The letter from Mr. Bass marks the latest effort by hedge funds and other investors to raise doubts about the underlying health of the Chinese economy, which has slowed sharply in recent years amid a global commodity bust, and whether officials in China will be able to avoid devaluing their currency, the yuan.
The 11-page letter, Mr. Bass’s first to his investors in more than two years, contains some of his most-detailed comments yet on the thinking behind his fund’s China short. Hayman, starting last year, sold off the bulk of its investments in stocks, commodities and bonds to focus on shorting Asian currencies in the biggest concentrated wager it has made since its profitable bet years ago against the U.S. housing market, The Wall Street Journal reported last month.
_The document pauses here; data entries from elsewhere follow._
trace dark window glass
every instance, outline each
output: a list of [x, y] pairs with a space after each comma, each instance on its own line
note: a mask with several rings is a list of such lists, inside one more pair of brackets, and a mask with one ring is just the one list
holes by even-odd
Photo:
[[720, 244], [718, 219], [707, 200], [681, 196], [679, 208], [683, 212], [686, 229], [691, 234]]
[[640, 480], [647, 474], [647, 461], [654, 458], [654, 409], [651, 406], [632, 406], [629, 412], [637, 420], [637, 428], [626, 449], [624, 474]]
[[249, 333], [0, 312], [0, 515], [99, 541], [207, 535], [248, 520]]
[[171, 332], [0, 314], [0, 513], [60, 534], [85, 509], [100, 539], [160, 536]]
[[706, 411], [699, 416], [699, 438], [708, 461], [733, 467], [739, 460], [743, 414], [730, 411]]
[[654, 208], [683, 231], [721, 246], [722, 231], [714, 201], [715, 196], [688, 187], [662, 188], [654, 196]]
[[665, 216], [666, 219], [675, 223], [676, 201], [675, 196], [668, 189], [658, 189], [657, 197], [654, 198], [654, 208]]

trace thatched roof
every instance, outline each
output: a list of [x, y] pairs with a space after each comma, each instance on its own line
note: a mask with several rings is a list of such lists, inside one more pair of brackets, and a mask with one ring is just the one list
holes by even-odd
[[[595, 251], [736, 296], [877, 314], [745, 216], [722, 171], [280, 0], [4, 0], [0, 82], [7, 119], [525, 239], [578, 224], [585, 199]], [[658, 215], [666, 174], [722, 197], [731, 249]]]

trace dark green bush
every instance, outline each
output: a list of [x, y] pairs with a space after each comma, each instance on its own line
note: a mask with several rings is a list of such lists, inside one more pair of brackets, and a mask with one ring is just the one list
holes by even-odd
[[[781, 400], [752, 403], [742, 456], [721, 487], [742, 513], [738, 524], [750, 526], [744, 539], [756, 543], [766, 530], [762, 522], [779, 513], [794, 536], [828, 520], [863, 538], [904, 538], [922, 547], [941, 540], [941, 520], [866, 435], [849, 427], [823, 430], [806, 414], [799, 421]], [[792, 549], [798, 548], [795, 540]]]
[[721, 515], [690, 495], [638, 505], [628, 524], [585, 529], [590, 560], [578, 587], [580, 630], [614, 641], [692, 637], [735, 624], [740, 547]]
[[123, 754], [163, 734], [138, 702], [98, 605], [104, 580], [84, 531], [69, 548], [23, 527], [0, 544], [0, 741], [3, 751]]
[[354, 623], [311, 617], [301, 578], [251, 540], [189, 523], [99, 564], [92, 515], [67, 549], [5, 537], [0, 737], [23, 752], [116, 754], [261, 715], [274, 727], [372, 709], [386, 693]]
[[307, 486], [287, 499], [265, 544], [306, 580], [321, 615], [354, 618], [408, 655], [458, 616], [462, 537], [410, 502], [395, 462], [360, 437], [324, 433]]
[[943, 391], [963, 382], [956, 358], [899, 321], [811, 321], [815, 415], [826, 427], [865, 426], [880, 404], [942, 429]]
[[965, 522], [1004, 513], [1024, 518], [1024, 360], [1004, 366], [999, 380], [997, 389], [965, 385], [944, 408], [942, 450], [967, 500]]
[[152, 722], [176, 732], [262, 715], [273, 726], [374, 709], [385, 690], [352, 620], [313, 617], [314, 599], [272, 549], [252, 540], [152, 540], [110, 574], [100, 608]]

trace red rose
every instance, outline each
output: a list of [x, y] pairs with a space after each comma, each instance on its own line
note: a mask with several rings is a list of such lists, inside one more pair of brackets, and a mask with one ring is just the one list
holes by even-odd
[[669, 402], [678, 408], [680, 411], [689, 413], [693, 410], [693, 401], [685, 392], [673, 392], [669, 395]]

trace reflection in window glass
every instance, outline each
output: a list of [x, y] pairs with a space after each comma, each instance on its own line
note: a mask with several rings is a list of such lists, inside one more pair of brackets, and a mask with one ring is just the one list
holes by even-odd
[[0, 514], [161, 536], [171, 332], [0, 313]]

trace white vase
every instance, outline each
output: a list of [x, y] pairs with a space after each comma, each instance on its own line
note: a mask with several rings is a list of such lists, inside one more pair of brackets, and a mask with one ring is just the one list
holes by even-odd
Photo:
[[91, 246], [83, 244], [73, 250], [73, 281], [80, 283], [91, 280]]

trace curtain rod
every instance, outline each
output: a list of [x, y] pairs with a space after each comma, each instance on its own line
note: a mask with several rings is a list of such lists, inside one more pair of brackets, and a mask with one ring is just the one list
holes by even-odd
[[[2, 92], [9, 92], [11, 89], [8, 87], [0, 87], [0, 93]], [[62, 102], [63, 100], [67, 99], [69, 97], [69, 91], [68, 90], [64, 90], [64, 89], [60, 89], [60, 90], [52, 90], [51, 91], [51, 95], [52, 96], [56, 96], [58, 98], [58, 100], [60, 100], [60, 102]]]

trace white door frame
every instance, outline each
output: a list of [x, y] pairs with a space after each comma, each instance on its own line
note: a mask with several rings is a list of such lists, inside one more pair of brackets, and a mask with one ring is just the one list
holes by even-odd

Hayman began repositioning its portfolio after studying China’s banking system and being stunned at its rapid expansion of debt. The firm’s analysis suggested that past-due loans would rise sharply and eventually require a huge injection by the central government to recapitalize the banks.
In the letter, Mr. Bass wrote that the assets in China’s banking system are equivalent to 340% of the country’s gross domestic product and that the PBOC would need to print more than $10 trillion worth of yuan to recapitalize its banks. The magnitude of losses by China’s banking system “could exceed 400% of the U.S. banking losses incurred during the subprime crisis,” he wrote.
China has several levers to pull, including cutting interest rates to zero and using reserves to recapitalize its banks, the letter said, but “ultimately a large devaluation will be a centerpiece of the response.”
Other investors say they are more focused on the speed of reserve drainage. “The number we’d look at is more the pace than the absolute level. If we have many more months of $100 billion-plus outflows, that starts to become worrying,” said Maziar Minovi, a managing director at Goldman Sachs.